Mies was born March 27, 1886 in Aachen, Germany. He worked in his father's stone carving shop and at several local design firms before he moved to Berlin, where he joined the office of interior designer Bruno Paul. He began his architectural career as an apprentice at the studio of Peter Behrens from 1908 to 1912, where he was exposed to the current design theories and to progressive German culture, working alongside Le Corbusier and Walter Gropius, who was later also involved in the development of the Bauhaus. Mies served as construction manager of the Embassy of the German Empire in Saint Petersburg under Behrens.
In 1913, Mies married Adele Auguste (Ada) Bruhn (1885-1951), the daughter of a wealthy industrialist. The couple separated in 1918, after having three daughters: Dorothea (1914-2008), an Actress and Dancer who was known as Georgia, Marianne (1915-2003), and Waltraut (1917-1959), who was a research scholar and curator at the Art Institute of Chicago. During his military Service in 1917, Mies fathered a son out of wedlock. In 1925 Mies began a relationship with designer Lilly Reich that ended when he moved to the United States; from 1940 until his death, Artist Lora Marx (1900-1989) was his primary companion. Mies carried on a romantic relationship with Sculptor and art collector Mary Callery for whom he designed an artist's studio in Huntington, Long Island, New York. He also was rumored to have a brief relationship with Edith Farnsworth, who commissioned his work for the Farnsworth House. Marianne's son Dirk Lohan (b. 1938) studied under, and later worked for, Mies.
An innovative Architect in 1920's and 1930's Germany, Mies was the last Director of the Bauhaus, a seminal school in modern architecture. After Nazism's rise to power, and with its strong opposition to modernism (leading to the closing of the Bauhaus itself), Mies fled to the United States. He accepted the position to head the architectural school at the Illinois Institute of Technology, in Chicago.

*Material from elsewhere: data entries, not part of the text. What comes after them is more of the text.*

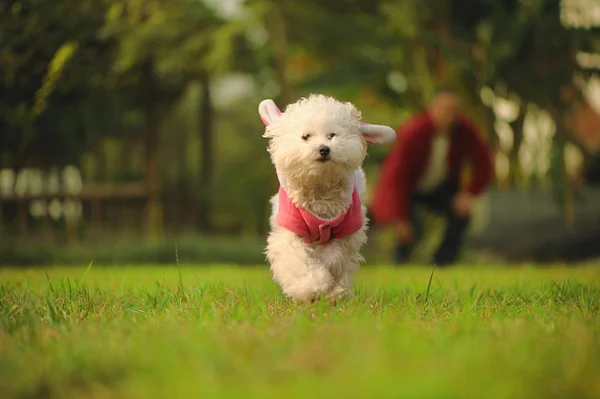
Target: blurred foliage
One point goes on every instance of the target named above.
(156, 77)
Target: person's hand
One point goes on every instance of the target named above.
(406, 232)
(462, 203)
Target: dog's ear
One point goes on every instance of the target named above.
(377, 134)
(268, 111)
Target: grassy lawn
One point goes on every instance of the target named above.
(168, 332)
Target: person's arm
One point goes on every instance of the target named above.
(400, 171)
(480, 154)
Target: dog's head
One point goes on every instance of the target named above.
(318, 135)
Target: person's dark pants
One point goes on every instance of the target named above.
(439, 201)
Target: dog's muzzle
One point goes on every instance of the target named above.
(324, 152)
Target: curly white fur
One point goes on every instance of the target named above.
(308, 271)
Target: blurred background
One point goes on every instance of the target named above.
(129, 130)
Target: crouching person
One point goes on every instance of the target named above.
(424, 168)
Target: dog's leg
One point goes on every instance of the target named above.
(343, 284)
(299, 276)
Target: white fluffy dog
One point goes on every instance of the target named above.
(318, 223)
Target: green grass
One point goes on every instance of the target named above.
(170, 332)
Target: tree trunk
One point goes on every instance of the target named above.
(561, 181)
(514, 171)
(154, 206)
(207, 155)
(154, 209)
(277, 34)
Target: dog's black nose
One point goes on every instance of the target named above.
(324, 150)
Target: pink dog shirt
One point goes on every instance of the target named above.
(313, 229)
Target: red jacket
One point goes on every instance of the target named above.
(408, 158)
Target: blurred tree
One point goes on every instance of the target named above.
(52, 99)
(168, 45)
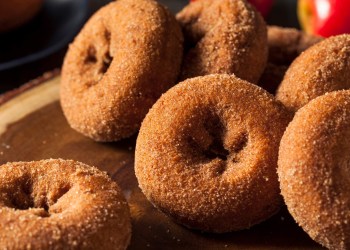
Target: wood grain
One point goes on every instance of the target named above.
(32, 127)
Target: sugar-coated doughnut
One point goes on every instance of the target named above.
(223, 36)
(61, 204)
(206, 153)
(285, 44)
(126, 55)
(322, 68)
(314, 169)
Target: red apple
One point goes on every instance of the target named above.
(324, 17)
(263, 6)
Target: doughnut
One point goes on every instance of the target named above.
(206, 153)
(61, 204)
(15, 13)
(285, 44)
(124, 58)
(313, 169)
(322, 68)
(223, 36)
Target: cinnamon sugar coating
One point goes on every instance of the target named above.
(223, 36)
(322, 68)
(285, 44)
(61, 204)
(206, 153)
(126, 55)
(313, 169)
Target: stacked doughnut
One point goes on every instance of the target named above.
(208, 152)
(61, 204)
(313, 164)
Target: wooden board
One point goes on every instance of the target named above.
(32, 127)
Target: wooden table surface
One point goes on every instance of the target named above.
(32, 127)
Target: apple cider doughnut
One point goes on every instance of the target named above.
(207, 151)
(61, 204)
(314, 169)
(124, 58)
(223, 36)
(322, 68)
(285, 44)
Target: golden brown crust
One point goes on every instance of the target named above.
(206, 153)
(127, 54)
(223, 36)
(285, 44)
(322, 68)
(313, 169)
(61, 204)
(14, 13)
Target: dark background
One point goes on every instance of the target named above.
(44, 35)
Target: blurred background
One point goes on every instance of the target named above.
(39, 45)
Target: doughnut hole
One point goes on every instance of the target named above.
(223, 37)
(206, 153)
(209, 145)
(25, 193)
(61, 203)
(97, 58)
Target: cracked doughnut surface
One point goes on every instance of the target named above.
(314, 169)
(126, 55)
(223, 36)
(322, 68)
(206, 153)
(61, 204)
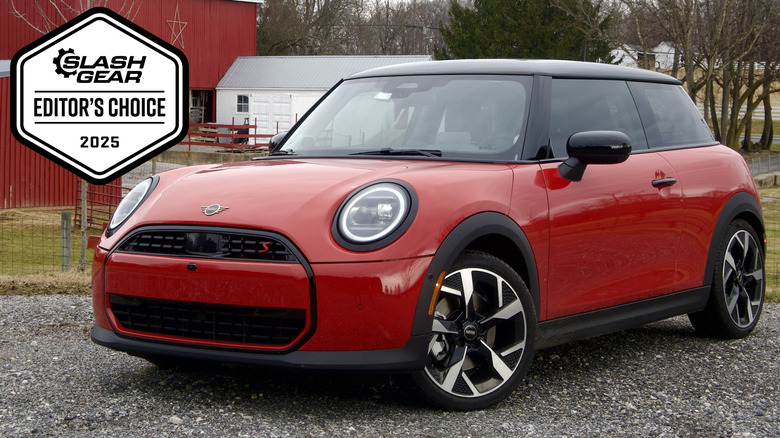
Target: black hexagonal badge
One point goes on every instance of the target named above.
(99, 95)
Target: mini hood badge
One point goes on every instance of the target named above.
(210, 210)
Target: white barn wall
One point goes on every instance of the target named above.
(267, 107)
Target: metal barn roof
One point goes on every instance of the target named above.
(302, 72)
(5, 68)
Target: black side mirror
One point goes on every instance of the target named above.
(276, 140)
(593, 147)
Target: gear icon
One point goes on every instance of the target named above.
(58, 62)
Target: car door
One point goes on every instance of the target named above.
(614, 235)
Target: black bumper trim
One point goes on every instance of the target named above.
(410, 357)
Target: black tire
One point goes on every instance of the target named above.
(737, 295)
(483, 335)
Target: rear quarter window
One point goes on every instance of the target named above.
(669, 116)
(579, 105)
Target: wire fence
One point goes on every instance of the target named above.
(764, 165)
(32, 241)
(40, 241)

While continuing his traditional neoclassical design practice Mies began to develop visionary projects that, though mostly unbuilt, rocketed him to fame as an Architect capable of giving form that was in harmony with the spirit of the emerging modern society. Boldly abandoning ornament altogether, Mies made a dramatic modernist debut with his stunning competition proposal for the faceted all-glass Friedrichstraße skyscraper in 1921, followed by a taller curved version in 1922 named the Glass Skyscraper.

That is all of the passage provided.